The resulting threading model of the VirA linker region (Figure 1C) contains a central β-sheet, arranged in a 2-1-5-4-3 strand order (Figure 1C), connected to a helix bundle region composed of α1, α2, and α4 that connects the linker region to the histidine kinase (see Figure 1A). A four-helix bundle architecture, similar to the proposed bundle in VirA, has been characterized in HAMP domains (derived from Histidine kinases, Adenyl cyclases, Methyl-accepting proteins, and Phosphatases) (Aravind and Ponting, 1999). These domains regulate signal transmission in histidine kinases (HK) (Falke and Hazelbauer, 2001; Hulko et al., 2006; Airola et al., 2010) and are thought to constitute a dimerization interface (Gao and Lynn, 2007). The α1, α2, and α4 helix region of VirA is proposed to serve as the interface in the VirA dimer based on homologies with these domains.

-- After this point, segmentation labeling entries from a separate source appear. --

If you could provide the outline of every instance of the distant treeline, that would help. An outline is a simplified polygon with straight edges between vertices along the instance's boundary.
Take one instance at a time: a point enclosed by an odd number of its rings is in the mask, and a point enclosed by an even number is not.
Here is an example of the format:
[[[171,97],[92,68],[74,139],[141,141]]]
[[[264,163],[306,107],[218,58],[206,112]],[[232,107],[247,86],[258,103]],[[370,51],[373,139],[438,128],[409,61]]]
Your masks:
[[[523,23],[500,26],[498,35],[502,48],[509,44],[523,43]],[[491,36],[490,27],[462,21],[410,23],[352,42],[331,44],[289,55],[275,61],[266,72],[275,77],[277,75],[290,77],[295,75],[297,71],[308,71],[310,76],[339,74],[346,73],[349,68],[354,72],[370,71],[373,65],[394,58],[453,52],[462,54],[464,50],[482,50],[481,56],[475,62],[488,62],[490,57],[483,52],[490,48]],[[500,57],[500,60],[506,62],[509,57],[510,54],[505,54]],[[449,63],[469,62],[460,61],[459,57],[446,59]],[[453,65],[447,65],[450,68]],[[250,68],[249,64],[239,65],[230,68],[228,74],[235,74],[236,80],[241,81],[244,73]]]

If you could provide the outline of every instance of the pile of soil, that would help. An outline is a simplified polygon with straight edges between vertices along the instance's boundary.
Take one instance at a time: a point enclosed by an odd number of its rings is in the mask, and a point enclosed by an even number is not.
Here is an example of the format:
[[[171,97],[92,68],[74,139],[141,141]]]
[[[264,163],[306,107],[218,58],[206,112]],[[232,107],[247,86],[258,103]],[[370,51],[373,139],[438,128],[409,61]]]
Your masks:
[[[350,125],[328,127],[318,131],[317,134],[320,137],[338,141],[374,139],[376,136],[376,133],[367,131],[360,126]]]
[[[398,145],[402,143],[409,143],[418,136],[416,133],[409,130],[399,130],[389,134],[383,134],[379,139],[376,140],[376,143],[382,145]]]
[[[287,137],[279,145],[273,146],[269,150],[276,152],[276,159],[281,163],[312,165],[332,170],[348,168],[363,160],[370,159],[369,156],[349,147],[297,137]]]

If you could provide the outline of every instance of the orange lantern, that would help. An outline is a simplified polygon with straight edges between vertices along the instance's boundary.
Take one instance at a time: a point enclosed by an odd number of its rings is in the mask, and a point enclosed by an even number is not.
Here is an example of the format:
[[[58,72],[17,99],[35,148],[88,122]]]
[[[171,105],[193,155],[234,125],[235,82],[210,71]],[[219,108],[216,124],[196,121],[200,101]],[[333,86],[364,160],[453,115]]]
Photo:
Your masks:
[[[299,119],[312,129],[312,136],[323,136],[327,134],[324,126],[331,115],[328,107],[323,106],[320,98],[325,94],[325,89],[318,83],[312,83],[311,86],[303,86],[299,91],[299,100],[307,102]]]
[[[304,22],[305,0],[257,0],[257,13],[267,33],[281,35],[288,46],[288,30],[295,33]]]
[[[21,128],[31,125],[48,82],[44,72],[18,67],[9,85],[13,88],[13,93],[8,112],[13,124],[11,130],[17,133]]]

Initial physical analyses of this model involved over-expressing and purifying the N-terminal His6-tagged VirA (285–471) domain (Figure S2A). The relative abundances of secondary structure determined by circular dichroism supported the threading model (~34% α-helix, ~20% β-sheet), but conditions were not found to sufficiently stabilize this truncated domain for further evaluation (Figure S2B). Additional sequence analysis of the full LK domains of VirA (285–711) with COILS (Lupas et al., 1991) identified strong coiled-coil propensity connecting the GAF fold to the N-terminus of the DHp domain, a region in Thermotoga maritima HK0853 and Saccharomyces cerevisiae Sln1 critical for signal transmission (Tao et al., 2002; Marina et al., 2005). Employing several scanning windows of the heptad repeats, COILS identified aa440–462 (Figure 2A) as having an amphipathic heptad repeat signature. Increasing the size of the scanning window lowered the probability of this region as a coiled-coil, presumably because the sequences surrounding this region do not contribute to the coiled-coil.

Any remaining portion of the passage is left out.